All of which is to say, I’m not sure your example really gets to the pinch that unsubsidized buyers are already feeling, and not many will be able to jigger the numbers to get into subsidy land. Like the federal government, the insurance industry is likely to come up against the limits of middle class wealth much faster than they imagine.
stinger
David, best wishes to your mother! If she is mid-60s, I would hope she’d soon reach the Safe Haven of Medicare. At least that’s how I’ve been thinking of it for myself as I enter my mid-60s. I realize that may not be the case much longer. Luckily I’m healthy, so far.
WereBear
Glad to hear your mom is doing well. Best wishes for the whole family, because even those circumstances are a tough one.
WereBear
The thing that keeps life insurance afloat is that they can explore suicide and other policy-violating issues, but when a person passes on, it can’t be argued with. The contract holds.
With health care, all sorts of excuses and hoops to jump through can be added as science advances (or retreats) and What To Do shifts around.
David Anderson
@dr. bloor:
The example is subsidized buyers pay $6,000 for insurance and non-subsidized buyers in this example are paying tens of thousands of dollars. The split in the market is what prevents death spirals
“If my parents make too much to be subsidized (~$64,000 for a couple), the premium is all of their income before mortgage, taxes, food and baubles for the grand children. Mom would not buy insurance at that price and the individual market in Mayhewville will have death spiraled. “
dr. bloor
@David Anderson: Ah, got it. Misread a couple of lines.
TenguPhule
So Death Spirals for some, Little American Waving Flags for others.
daddyj
David, I’d be interested in reading your thoughts on another aspect of death-spiraling: we here in NW suburban Chicago are seeing a palpable degradation in the quality of care being offered by BCBS narrow networks. My family (non-subsidized) felt driven onto a far more expensive Silver plan rather than stick with last year’s narrow-network Bronze, as we have seen with our own eyes in the past 6 months what looks like hospitals/docs in the narrow network having the life squeezed out of them by the dominant insurer. Dirty facilities, wierd/hostile attitudes. At my company (10 employees) we were given less than 24 hours to review plans and make a decision.
Raoul
As someone who likely can’t engineer my income to qualify for an Exchange plan, it seems I’m heading for the chasm in a year or two.

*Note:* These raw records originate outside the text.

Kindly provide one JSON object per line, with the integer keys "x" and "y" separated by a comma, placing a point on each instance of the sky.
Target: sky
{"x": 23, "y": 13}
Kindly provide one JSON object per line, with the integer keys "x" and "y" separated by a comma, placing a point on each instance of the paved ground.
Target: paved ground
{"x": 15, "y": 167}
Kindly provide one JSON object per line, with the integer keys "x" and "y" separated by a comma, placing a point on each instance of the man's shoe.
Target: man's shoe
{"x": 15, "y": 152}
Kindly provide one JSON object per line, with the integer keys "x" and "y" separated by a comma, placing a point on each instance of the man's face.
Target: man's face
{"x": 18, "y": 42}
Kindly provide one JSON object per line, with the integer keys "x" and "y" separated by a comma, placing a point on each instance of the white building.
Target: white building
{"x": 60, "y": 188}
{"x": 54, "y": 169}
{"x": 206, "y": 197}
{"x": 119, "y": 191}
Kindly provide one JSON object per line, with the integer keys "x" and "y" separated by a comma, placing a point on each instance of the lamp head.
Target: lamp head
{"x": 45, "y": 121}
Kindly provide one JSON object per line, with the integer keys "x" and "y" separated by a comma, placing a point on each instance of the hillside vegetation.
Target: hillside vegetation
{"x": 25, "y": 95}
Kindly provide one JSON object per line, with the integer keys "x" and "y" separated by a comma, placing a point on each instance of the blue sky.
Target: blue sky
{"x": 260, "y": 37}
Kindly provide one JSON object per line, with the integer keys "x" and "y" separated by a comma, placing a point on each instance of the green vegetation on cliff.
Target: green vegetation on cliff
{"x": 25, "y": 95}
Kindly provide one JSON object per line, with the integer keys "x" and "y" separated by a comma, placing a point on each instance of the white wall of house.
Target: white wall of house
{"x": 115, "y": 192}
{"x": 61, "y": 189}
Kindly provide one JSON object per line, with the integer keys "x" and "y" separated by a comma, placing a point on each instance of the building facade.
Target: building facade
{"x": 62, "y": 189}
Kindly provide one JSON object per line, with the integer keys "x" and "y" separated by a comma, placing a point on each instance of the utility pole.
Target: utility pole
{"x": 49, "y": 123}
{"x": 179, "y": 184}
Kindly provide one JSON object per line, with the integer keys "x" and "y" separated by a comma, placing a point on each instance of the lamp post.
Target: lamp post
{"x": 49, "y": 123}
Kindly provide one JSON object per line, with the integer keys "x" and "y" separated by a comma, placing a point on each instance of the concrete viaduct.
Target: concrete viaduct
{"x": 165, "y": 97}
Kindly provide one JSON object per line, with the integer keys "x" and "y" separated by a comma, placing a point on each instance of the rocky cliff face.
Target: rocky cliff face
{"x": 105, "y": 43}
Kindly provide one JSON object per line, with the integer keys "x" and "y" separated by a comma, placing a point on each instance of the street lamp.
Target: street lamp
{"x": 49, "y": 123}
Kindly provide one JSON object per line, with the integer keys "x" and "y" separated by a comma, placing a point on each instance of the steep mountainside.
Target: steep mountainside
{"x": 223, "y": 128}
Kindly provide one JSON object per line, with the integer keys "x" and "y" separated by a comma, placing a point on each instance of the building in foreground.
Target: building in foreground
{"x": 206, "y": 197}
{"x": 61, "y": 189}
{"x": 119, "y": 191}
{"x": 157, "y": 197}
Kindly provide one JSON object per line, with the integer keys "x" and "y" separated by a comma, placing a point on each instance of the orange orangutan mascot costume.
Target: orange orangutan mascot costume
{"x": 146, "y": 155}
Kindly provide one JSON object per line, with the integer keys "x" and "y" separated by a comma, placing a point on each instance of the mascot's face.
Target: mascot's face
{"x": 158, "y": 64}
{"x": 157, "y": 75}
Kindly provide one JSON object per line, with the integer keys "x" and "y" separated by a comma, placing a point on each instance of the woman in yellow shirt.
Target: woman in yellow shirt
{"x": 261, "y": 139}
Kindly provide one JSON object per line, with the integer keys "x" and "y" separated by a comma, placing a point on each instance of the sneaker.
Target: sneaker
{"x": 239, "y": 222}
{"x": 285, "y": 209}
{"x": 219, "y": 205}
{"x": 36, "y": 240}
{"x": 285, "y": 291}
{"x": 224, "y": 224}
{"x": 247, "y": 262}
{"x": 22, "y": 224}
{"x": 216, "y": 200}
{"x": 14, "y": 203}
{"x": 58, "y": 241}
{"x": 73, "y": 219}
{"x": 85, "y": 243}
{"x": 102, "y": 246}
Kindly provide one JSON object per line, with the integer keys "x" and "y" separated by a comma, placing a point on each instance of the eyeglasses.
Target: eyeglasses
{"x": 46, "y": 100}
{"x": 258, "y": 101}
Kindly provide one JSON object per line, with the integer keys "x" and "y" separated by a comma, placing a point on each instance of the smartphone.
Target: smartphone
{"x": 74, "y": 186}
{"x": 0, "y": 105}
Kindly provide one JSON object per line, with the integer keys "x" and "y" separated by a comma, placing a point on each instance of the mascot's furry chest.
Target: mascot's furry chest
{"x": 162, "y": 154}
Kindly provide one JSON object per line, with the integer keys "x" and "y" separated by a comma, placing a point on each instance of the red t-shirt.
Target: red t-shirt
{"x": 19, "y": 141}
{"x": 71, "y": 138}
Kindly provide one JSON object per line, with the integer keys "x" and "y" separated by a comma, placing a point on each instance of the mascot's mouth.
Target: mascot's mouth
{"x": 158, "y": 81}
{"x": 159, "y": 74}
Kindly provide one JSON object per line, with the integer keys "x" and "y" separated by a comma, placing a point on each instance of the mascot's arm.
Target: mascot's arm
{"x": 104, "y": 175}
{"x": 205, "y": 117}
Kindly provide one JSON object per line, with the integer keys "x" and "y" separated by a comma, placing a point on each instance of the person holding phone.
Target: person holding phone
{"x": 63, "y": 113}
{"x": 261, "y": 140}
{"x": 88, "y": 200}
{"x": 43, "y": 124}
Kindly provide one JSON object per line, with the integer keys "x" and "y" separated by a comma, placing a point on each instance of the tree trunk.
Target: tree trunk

Do I move overseas now? Do I force my partner to stay at his job and join his more expensive (for now) but likely to last longer employer plan? Because their previous insurer dumped them (in a way that seems like it could be deserving of investigation, but someone would have to ask the ins commission here and I can’t see that in a shop with three covered employees), the stupid open enrolment is a month early — yep, Dec 1 (can be signed up thru Dec 31 retroactive, but my current plan is calendar year).
It’s all just a f—ing cluster.
The GOP needs to pay with pounds of flesh for their skuduggery. Did everyone on the right forget the anguish of 8 or more years ago? Yes, yes they did. And it is infuriating.
Still, thanks for the calm explanations, David.
David Anderson
@daddyj: post on that tomorrow morning — TLDR: subsidy structure matters a lot here.
Daddio7
@Le Comte de Monte Cristo, fka Edmund Dantes: That is how Socialism works, those with more money over pay for things so those with less money can afford them.